Der Kopfstand im Yoga ist für viele Yoga-Übende etwas Mystisches, ein Endziel und ein Endgegner. In der eigenen Vorstellung ist es so etwas wie der Idealzustand der Dinge, überspitzt formuliert, der Idealzustand des Lebens. Eine Beschreibung des körperlichen und geistigen Zustands.

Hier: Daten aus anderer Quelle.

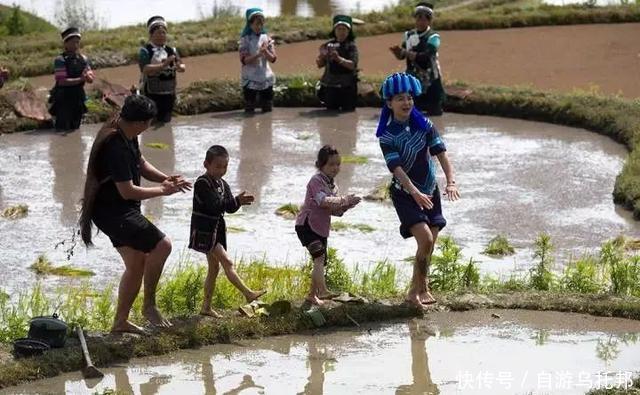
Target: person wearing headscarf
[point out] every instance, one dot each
(409, 141)
(71, 71)
(257, 50)
(159, 64)
(339, 57)
(420, 48)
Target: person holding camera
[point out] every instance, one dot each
(159, 63)
(71, 72)
(257, 51)
(339, 57)
(420, 49)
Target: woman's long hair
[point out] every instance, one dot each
(92, 184)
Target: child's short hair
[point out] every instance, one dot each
(138, 108)
(216, 151)
(324, 154)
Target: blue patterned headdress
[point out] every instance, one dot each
(396, 84)
(249, 15)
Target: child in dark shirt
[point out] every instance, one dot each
(211, 199)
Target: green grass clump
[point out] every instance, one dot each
(499, 246)
(160, 146)
(43, 266)
(288, 211)
(16, 212)
(340, 226)
(354, 159)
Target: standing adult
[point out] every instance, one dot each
(257, 51)
(420, 49)
(111, 201)
(71, 71)
(339, 57)
(159, 64)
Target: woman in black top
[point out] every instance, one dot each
(112, 202)
(339, 57)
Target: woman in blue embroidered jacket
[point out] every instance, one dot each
(408, 141)
(420, 49)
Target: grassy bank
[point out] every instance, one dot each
(33, 54)
(15, 22)
(605, 285)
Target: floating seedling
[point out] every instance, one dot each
(341, 226)
(380, 193)
(499, 246)
(161, 146)
(355, 159)
(16, 212)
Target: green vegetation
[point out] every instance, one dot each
(43, 266)
(15, 22)
(608, 115)
(499, 246)
(32, 54)
(16, 212)
(288, 211)
(355, 159)
(339, 226)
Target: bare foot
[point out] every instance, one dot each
(254, 295)
(127, 327)
(155, 318)
(427, 298)
(314, 300)
(210, 313)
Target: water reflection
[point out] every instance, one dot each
(66, 155)
(422, 383)
(256, 152)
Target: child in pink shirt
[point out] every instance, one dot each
(314, 221)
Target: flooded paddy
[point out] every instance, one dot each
(477, 352)
(517, 178)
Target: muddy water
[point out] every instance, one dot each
(517, 178)
(466, 353)
(113, 13)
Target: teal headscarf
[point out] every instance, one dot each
(393, 85)
(250, 14)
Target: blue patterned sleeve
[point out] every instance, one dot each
(391, 155)
(435, 142)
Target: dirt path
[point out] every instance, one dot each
(557, 58)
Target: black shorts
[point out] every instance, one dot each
(130, 230)
(204, 240)
(410, 213)
(306, 235)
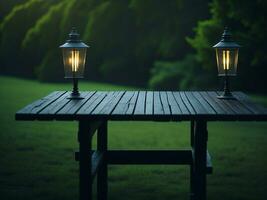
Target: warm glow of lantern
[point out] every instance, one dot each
(74, 60)
(226, 59)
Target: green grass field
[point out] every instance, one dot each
(37, 162)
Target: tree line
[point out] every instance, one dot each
(153, 43)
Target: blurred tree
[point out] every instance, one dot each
(7, 6)
(177, 21)
(111, 34)
(41, 44)
(13, 29)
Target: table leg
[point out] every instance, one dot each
(85, 147)
(192, 176)
(102, 185)
(200, 159)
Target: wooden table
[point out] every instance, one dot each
(98, 107)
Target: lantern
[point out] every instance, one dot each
(74, 57)
(227, 59)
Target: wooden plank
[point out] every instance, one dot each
(175, 109)
(40, 104)
(149, 102)
(55, 106)
(97, 160)
(170, 157)
(204, 103)
(184, 105)
(75, 104)
(236, 106)
(140, 104)
(110, 104)
(91, 104)
(158, 108)
(123, 104)
(225, 107)
(195, 103)
(253, 107)
(165, 103)
(132, 104)
(214, 102)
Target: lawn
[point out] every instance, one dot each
(37, 162)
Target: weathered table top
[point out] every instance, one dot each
(143, 105)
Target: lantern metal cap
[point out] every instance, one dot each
(227, 41)
(74, 41)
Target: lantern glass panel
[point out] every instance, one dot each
(74, 62)
(227, 60)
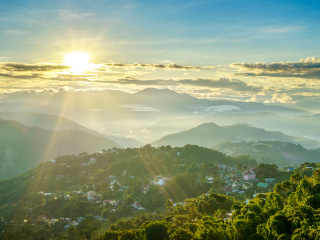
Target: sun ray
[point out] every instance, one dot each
(78, 61)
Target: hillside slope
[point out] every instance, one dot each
(280, 153)
(210, 134)
(57, 123)
(23, 147)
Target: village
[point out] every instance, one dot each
(237, 180)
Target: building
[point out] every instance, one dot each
(91, 196)
(249, 176)
(262, 185)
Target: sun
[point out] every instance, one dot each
(78, 61)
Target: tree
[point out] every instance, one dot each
(219, 198)
(156, 230)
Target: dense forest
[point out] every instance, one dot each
(279, 153)
(53, 201)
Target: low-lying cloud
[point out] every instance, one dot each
(305, 68)
(159, 66)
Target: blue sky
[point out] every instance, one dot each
(187, 33)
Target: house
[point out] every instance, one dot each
(98, 218)
(227, 188)
(91, 196)
(246, 185)
(209, 180)
(262, 185)
(290, 169)
(269, 180)
(145, 188)
(137, 206)
(162, 181)
(235, 189)
(111, 202)
(249, 176)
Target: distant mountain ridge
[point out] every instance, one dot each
(53, 122)
(23, 148)
(125, 114)
(272, 152)
(305, 126)
(210, 134)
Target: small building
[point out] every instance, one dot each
(269, 180)
(246, 185)
(91, 196)
(262, 185)
(53, 161)
(227, 188)
(249, 176)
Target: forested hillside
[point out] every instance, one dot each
(210, 134)
(280, 153)
(23, 148)
(160, 193)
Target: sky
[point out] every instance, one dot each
(254, 51)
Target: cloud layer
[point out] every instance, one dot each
(160, 66)
(305, 68)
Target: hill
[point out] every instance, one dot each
(210, 134)
(125, 114)
(280, 153)
(23, 148)
(54, 122)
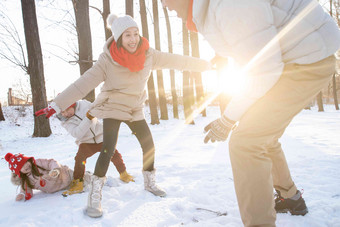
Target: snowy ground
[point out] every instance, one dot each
(195, 175)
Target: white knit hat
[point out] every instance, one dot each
(120, 24)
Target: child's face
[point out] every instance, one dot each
(26, 168)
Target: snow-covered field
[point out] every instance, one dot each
(196, 176)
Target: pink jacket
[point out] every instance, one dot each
(62, 181)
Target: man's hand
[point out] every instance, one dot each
(218, 130)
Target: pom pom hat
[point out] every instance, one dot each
(16, 162)
(120, 24)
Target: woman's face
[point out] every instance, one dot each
(26, 168)
(130, 39)
(69, 112)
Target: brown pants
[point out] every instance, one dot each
(86, 150)
(257, 159)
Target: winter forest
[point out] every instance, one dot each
(45, 45)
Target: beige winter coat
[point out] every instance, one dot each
(123, 93)
(82, 128)
(264, 35)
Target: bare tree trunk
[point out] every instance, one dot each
(320, 102)
(129, 7)
(172, 72)
(81, 11)
(35, 67)
(151, 84)
(106, 12)
(196, 75)
(186, 80)
(335, 95)
(160, 83)
(2, 118)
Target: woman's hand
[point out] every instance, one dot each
(54, 173)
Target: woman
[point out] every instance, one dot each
(125, 67)
(88, 133)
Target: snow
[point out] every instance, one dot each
(196, 176)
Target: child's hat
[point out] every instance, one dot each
(16, 162)
(120, 24)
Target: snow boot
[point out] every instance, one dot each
(295, 205)
(150, 185)
(76, 186)
(124, 176)
(94, 208)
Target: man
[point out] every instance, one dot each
(88, 132)
(286, 48)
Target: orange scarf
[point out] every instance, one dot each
(135, 61)
(190, 24)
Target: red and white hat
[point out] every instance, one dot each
(16, 162)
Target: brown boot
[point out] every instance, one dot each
(124, 176)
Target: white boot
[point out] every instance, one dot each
(94, 208)
(150, 185)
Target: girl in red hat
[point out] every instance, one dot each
(46, 175)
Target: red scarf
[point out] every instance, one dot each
(135, 61)
(190, 24)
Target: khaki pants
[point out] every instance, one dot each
(86, 150)
(257, 159)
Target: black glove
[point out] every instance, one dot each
(219, 129)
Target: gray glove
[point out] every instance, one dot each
(219, 129)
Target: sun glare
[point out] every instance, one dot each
(231, 80)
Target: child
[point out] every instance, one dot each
(46, 175)
(88, 132)
(125, 67)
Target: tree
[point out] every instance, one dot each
(35, 67)
(160, 83)
(105, 13)
(187, 96)
(81, 11)
(172, 72)
(335, 95)
(2, 118)
(320, 102)
(129, 7)
(151, 84)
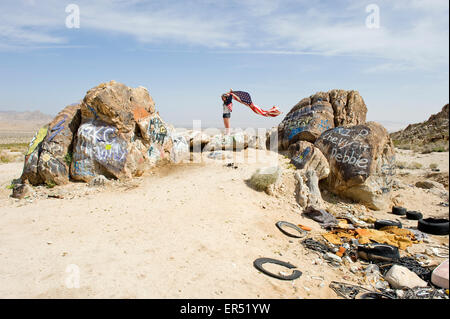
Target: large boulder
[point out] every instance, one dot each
(49, 155)
(120, 134)
(114, 132)
(361, 162)
(305, 156)
(313, 115)
(306, 122)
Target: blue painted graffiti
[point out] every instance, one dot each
(57, 128)
(323, 126)
(296, 131)
(299, 161)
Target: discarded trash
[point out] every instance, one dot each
(397, 210)
(321, 216)
(414, 215)
(258, 264)
(400, 277)
(409, 263)
(231, 165)
(306, 228)
(398, 237)
(379, 224)
(420, 236)
(315, 245)
(424, 293)
(438, 251)
(264, 177)
(435, 226)
(376, 252)
(332, 258)
(282, 224)
(349, 291)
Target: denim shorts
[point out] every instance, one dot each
(226, 112)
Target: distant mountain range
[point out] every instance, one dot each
(24, 116)
(428, 136)
(28, 121)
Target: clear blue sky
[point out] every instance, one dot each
(189, 52)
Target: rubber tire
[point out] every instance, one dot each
(258, 264)
(384, 222)
(413, 215)
(302, 232)
(372, 295)
(400, 211)
(378, 252)
(434, 226)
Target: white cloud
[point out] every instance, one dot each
(413, 34)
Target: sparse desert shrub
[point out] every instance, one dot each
(415, 165)
(50, 184)
(401, 165)
(439, 149)
(433, 165)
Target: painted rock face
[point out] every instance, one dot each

Aber, wie so oft im Leben (und auch in der Selbstständigkeit) ist der Weg dahin wenig romantisch: Das, was so leicht aussiehst, bedarf viel konsequenter Übung und einer Beharrlichkeit, die Dinge immer wieder (neu) auszuprobieren – unabhängig davon, wie das Ergebnis aussieht und wie oft ich kopfüber rolle oder schief und schräg stehe. Ich übe seit 15 Jahren regelmäßig Yoga, kenne unterschiedliche Stile und habe viel Zeit auf der Matte verbracht. Mein Kopfstand auf diesem Schnappschuß ist, wenn das kritische Auge ihn betrachtet, nicht perfekt. Doch genau darum geht es im Yoga ja NICHT. Hätte ich von Anfang an an das perfekte Ergebnis gedacht, hätte ich wahrscheinlich gar nicht angefangen, meinen Körper und Geist stark zu machen für diese Umkehrstellung. Das wäre schade gewesen, denn wenn man einmal die Welt verkehrt herum betrachtet hat, lebt es sich leichter. Ich habe mir also den Kopfstand über einen langen Zeitraum in kleine Häppchen aufgeteilt, habe bewusst den Druck raus genommen (“Du bist auch gut, wenn Du heute keinen Kopfstand schaffst, dann bist Du einfach noch nicht so weit”) und habe geübt, geübt, geübt. Habe Wände schmutzig gemacht, meinen Partner dazu gebracht, meine Füße zu halten, die Turnmatte meines Sohnes als Auffangnetz benutzt.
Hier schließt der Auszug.